As Caldwell continued to release albums—one more in the ’80s, six in the ’90s, and three since 2000—“What You Won’t Do for Love” walked on with a life of its own. Hip-hop picked up Caldwell’s biggest track and, over ten years later, imbued it once again with a youthful perspective. In some renowned examples, Aaliyah sang over samples of it in the R. Kelly–produced title track of her 1994 debut album Age Ain’t Nothing but a Number, and you can hear Caldwell’s vocal sample used for the hook on Tupac’s posthumously released “Do for Love.”
Hip-hop’s sampling of Caldwell wasn’t just confined to that one track either. Notorious B.I.G. ran with “My Flame,” also off What You Won’t Do for Love, with the MC’s 1997 single “Sky’s the Limit.” In the next decade, Dilla further immortalized Caldwell in the hip-hop canon with his production of Common’s “The Light,” which heavily samples the aforementioned “Open Your Eyes.”

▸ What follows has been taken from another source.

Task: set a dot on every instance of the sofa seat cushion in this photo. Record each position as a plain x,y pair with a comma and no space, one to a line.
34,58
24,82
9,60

Caldwell says he has spoken to peers like Al Jarreau, Maurice White from Earth, Wind & Fire, and George Duke, who helped him realize the significance of his music among Black listeners. “I guess people like Notorious B.I.G. and Tupac, my confusion was, these guys were pretty young [when my first album was released]. How did they come upon my stuff? I had to conclude it was their parents.”
It’s been thirty-five years since Caldwell released his debut album. When he looks out into an audience now, it’s not uncommon for him to see three generations of fans sitting side by side. As families have passed Caldwell’s earlier music down through the bloodline, he’s continued to come up with new music. In August 2012, he reacted to the shifting ground of the music industry by self-releasing an album titled House of Cards.
“The response to the new album has been excellent. We get new stations every day. We’re selling records every single day, and it’s all happening here out of the house,” Caldwell says. “So I guess one has to stop and ask themselves, ‘Okay, do we sit and bemoan what’s happened to the music industry? Or do you look at it like change can be good.’ I think the answer to that is, for an artist, they’re gonna find themselves working much harder, but the rewards are going to be greater.”
Bobby Caldwell passed away on March 23, 2023 after a long struggle with mitochondrial damage and oxidative stress due to an adverse effect from a fluoroquinolone antibiotic.